Make-Ahead Shepherd’s Pie
Ingredients:
1 lb lean (at least 80%) ground beef
1 medium onion, chopped (1 cup) (if tolerated)
2 medium carrots, peeled, chopped (1 cup)
2 tablespoons all-purpose flour
1 1/2 teaspoons finely chopped fresh thyme leaves
1/2 teaspoon salt
1/4 teaspoon pepper (if tolerated)
1 cup chicken broth (without problem ingredients)
1/2 cup frozen peas (without problem ingredients)
1/2 cup frozen corn (without problem ingredients)

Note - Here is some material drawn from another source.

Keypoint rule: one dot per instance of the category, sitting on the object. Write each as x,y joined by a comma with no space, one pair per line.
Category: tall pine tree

1 (4.7 oz.) pouch creamy butter mashed potatoes (without problem ingredients) or use left over mashed potatoes
Directions:
1. Heat oven to 400°F. Spray 8-inch square (2-quart) glass baking dish with cooking spray.
2. In 12-inch nonstick skillet, cook beef over medium-high heat 4 minutes, stirring frequently. Add onion and carrots; cook 4 to 6 minutes, stirring occasionally, until beef is browned and onion and carrots are softened. Add flour, thyme, salt and pepper; cook 1 minute, stirring frequently.
3. Gradually stir in broth; heat to boiling over medium-high heat. Cook until thickened, stirring frequently. Remove from heat; stir in frozen peas and corn; transfer mixture to baking dish.
4. Make mashed potatoes as directed on pouch. Spread potatoes evenly over mixture in baking dish. Bake 20 to 25 minutes or until heated through (165°F in center) and top is lightly browned. Let stand 10 minutes before serving.
5. To freeze: Cook beef filling as directed in recipe, but do not add frozen peas and corn. Cover and refrigerate 30 to 40 minutes. Transfer to 1-quart freezer container; freeze up to 2 months. To bake: Heat oven to 400°F. Spray microwavable 8-inch square (2-quart) glass baking dish with cooking spray. Place frozen beef filling container in large bowl filled with hot water about 5 minutes or until filling can be slid out of container into 8-inch square dish. Cover with plastic wrap; microwave on High 5 minutes; stir well. Cover and microwave 3 minutes longer; stir well. Continue heating another 3 to 4 minutes (checking and stirring every minute) until heated through. Stir in frozen peas and corn. Continue as directed in recipe.